WorkOne plans events for dislocated Dixie Chopper workers
With a confirmed 107 workers affected by the closure of the Dixie Chopper plant in Fillmore, WorkOne is prepared to step in and help the dislocated workers.
As representatives of the Indiana Department of Workforce Development in both the community and the region, the WorkOne offices in Greencastle and Terre Haute are offering assistance and state benefits to the former Dixie Chopper employees.
Even after nearly five years of ownership by Jacobsen, a Textron Inc. company, the sudden closure of the plant on Nov. 27 came as a shock to many in the community, both inside and outside the plant.
Jacobsen/Textron has still made no official public statement regarding the closure, though the filing of Worker Adjustment and Retraining Notification (WARN) Act notification clears the way for local officials to begin offering benefits to the workers.
In Greencastle on Wednesday for a meeting with local government, industry and education officials, Mike Smith of WorkOne in Terre Haute went over some of WorkOne’s plans for Dixie Chopper workers now that WARN notification has been made.
These include an upcoming orientation session as well as a job fair.
Of course, the affected employees are also free to stop by the Greencastle WorkOne location at 1007 Mill Pond Lane or call 653-2421.
“An important element is, if you are a Dixie Chopper employee, go to your WorkOne office and get engaged with the staff,” Smith said.
Greencastle/Putnam County Development Center Director Kristin Clary emphasized the importance of registering with WorkOne before taking a new job.
“You need to contact WorkOne first,” Clary said. “If you take a job, you need to get in to get in touch with WorkOne. It can jeopardize your benefits.”
What are these benefits? Many of them involved money for education and retraining, available both to the worker and to the new employer.
For example, if a dislocated worker accepts a job with a new employer who wants to give them additional training, WorkOne can reimburse the new company for the training up to 50 percent of the worker’s wages.
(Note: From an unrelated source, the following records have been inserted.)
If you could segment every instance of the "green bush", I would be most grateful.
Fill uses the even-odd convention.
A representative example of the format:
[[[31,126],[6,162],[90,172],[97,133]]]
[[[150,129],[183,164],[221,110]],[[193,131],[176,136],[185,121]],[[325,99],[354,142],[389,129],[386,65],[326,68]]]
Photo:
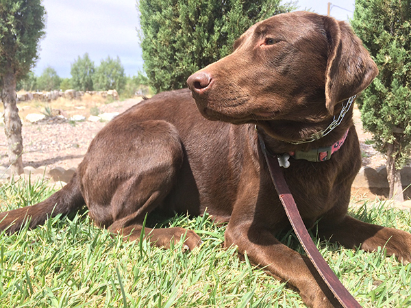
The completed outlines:
[[[185,88],[196,70],[227,55],[258,21],[289,12],[280,0],[140,0],[145,70],[156,91]]]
Smith emphasized the positive this can be for all involved.
“It’s good for the individual, it’s good for the company and it’s good for the State of Indiana because it’s not paying unemployment benefits,” he said.
In such a case, the better trained worker often finds himself or herself in a better situation than before.
“It gives me, as a worker, a lot of value,” Smith said.
Smith said he sees this process happening already, even before WorkOne has scheduled its meetings. One local human resources manager said she had meetings with former Dixie Chopper employees later on Wednesday.
“Today, Carrie Thompson at Crown Equipment is already interviewing three of the Dixie Chopper employees,” Smith said.
Calling Crown one of the best employers in the six-county area he serves, Smith said getting hired by Crown would be an upward move for these workers.
“That’s a good career move for somebody,” he said.
These net positives are the goals WorkOne has when faced with a closure like this.
“A lot of times we can take these negatives and turn them into a tremendous positive,” Smith said. He cited examples in Terre Haute in which workers who had been making $9 an hour before losing their jobs with Sony are now making $14-$18 an hour.
Having just met with local stakeholders, Smith also credited the unique level of cooperation he finds in Putnam County.
“Putnam County is a unique place because you have 100 percent partnerships,” Smith said. “They are all very supportive about passing on the message about where employees can go and what they can do.”
For example, Thompson said she would be sending the former Dixie Chopper employees to WorkOne.
No dates have been set for either event, but Smith said an orientation session would be sometime in mid-December, while a job fair is likely in mid-January.
To Smith, the most important thing for Dixie Chopper employees, whether they want to wait for the events or get the ball rolling themselves, is to contact WorkOne and claim their benefits.
“If all they want is to get back, with their skillset from Dixie Chopper that’s not going to be hard to do,” Smith said. “They have an excellent skillset going forward.
“But if they want some additional training, this is an excellent time to do that.”
Dixie Chopper had was founded by Art Evans when he and a few helpers built their very first zero-turning-radius mower in an old dairy barn on his parents' small farm east of Fillmore on April 15, 1980.
Every single Dixie Chopper ever manufactured and assembled has been made right at home in Putnam County.
At one time in the early 2000s, the company, then family-owned by the Evanses, operated the Fillmore plant, ran assembly lines in the old Mallory Capacitor Corp. building on Indianapolis Road (since demolished) and ran the Dixie Chopper Business Center at the airport with a hotel, restaurant and training facilities for its dealers and territory managers.
Dixie Chopper also rents the one-time spec building at the west end of Fillmore Road for its parts warehouse.